If you devote considerable time to watching network television and its plethora of drug commercials, you’re like to hear one or more of the following risks in a typical day of viewing. That includes the following “harmful side effects,” compliments of Pharmacy Times:
- Hallucinations— This side effect has been listed in drugs ranging from seizure medications to Ambien to sulfa drugs;
- Memory Loss— Those who are 60 and older must deal with this as a downside of aging, but it has been listed as a side effect in Ambien (again?), statins, opioids and incontinence drugs. “These medications can sometimes cause amnesia and trigger potentially dangerous behaviors, such as cooking a meal, having sex, or driving a car with no recollection of the event upon awakening.” It’s bad enough being old with forgetting when you have sex.
- Priapism — This is an erection you didn’t ask for that won’t go away. But it may subsequently result in major tissue damage and the inability to ever experience another erection. There are an amazing number of medications — Thorazine, Prosac, Zooloft and Paxil, to name several— that are harbingers of this peril.
- Blood Clots — They can be anywhere in the circulatory system, break free and you’re dead or brain damaged. Presenting risks of blood clots, among other treatments, are hormone therapy drugs for females and testosterone replacement products for males.
- Compulsive Behaviors — You can’t stop yourself, uncontrollably repeating acts or motions, that are among the risks when taking medications for Parkinson’s Disease and restless leg syndrome.
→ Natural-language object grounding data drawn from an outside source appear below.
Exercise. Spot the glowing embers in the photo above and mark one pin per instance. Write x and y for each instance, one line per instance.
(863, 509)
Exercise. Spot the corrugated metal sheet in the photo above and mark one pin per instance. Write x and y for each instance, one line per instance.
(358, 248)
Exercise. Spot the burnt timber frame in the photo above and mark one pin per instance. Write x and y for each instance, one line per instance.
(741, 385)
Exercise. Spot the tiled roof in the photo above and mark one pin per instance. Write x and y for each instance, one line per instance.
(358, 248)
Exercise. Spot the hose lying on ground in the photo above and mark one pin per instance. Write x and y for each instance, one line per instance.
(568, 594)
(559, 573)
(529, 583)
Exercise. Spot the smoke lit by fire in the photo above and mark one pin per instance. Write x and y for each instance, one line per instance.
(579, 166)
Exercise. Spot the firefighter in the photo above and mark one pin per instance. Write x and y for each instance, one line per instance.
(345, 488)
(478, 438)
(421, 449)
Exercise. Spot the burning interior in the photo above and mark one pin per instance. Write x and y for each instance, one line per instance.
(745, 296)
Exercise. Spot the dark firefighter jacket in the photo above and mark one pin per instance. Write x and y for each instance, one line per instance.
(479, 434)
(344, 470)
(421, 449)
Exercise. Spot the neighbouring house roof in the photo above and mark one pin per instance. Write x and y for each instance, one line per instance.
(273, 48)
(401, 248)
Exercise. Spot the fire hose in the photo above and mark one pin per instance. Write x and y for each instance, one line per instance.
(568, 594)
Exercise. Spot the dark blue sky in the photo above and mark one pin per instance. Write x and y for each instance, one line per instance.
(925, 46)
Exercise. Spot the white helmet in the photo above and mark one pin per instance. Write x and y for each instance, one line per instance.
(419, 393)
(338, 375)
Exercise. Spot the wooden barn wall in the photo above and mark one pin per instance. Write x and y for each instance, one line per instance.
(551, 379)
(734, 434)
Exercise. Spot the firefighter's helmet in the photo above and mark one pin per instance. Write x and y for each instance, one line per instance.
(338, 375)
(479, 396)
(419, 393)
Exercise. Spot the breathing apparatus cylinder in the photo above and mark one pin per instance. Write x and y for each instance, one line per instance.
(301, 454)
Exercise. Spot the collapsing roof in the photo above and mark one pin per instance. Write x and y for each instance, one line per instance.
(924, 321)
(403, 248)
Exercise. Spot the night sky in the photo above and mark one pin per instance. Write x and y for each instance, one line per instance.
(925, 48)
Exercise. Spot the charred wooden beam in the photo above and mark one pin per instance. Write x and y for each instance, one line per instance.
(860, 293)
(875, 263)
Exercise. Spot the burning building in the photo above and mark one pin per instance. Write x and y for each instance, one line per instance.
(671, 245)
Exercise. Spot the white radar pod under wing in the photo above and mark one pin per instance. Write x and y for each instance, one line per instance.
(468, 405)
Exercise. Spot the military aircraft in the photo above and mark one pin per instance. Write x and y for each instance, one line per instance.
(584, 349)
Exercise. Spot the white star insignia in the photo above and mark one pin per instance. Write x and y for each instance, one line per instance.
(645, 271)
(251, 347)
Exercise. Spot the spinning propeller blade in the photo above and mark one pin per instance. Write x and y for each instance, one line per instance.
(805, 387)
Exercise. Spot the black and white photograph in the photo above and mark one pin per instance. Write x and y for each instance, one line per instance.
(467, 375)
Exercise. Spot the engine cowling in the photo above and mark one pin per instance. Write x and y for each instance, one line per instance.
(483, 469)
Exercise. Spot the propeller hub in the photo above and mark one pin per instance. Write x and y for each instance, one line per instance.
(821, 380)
- Cancer — Oddly enough, this is a side effect of a drug used to treat breast cancer, Nolvadex, which increases the risk of uterine cancer. There is also the risk of bladder cancer from Actos, a Type 2 diabetes medication.
- Death — The ultimate side effect is a risk for sudden cardiac death from the likes of Adderal, Cordarone, morphine and a number of antipsychotics, including Risperdal and Zyprexa.
To be fair, for many of these drugs the cure or benefit is much more important and likely than most of the side effects. Miracle drugs abound and weighing the benefits against the risks is critical. You should do it with professionals trained to make such evaluations and hope they aren’t watching too many commercials.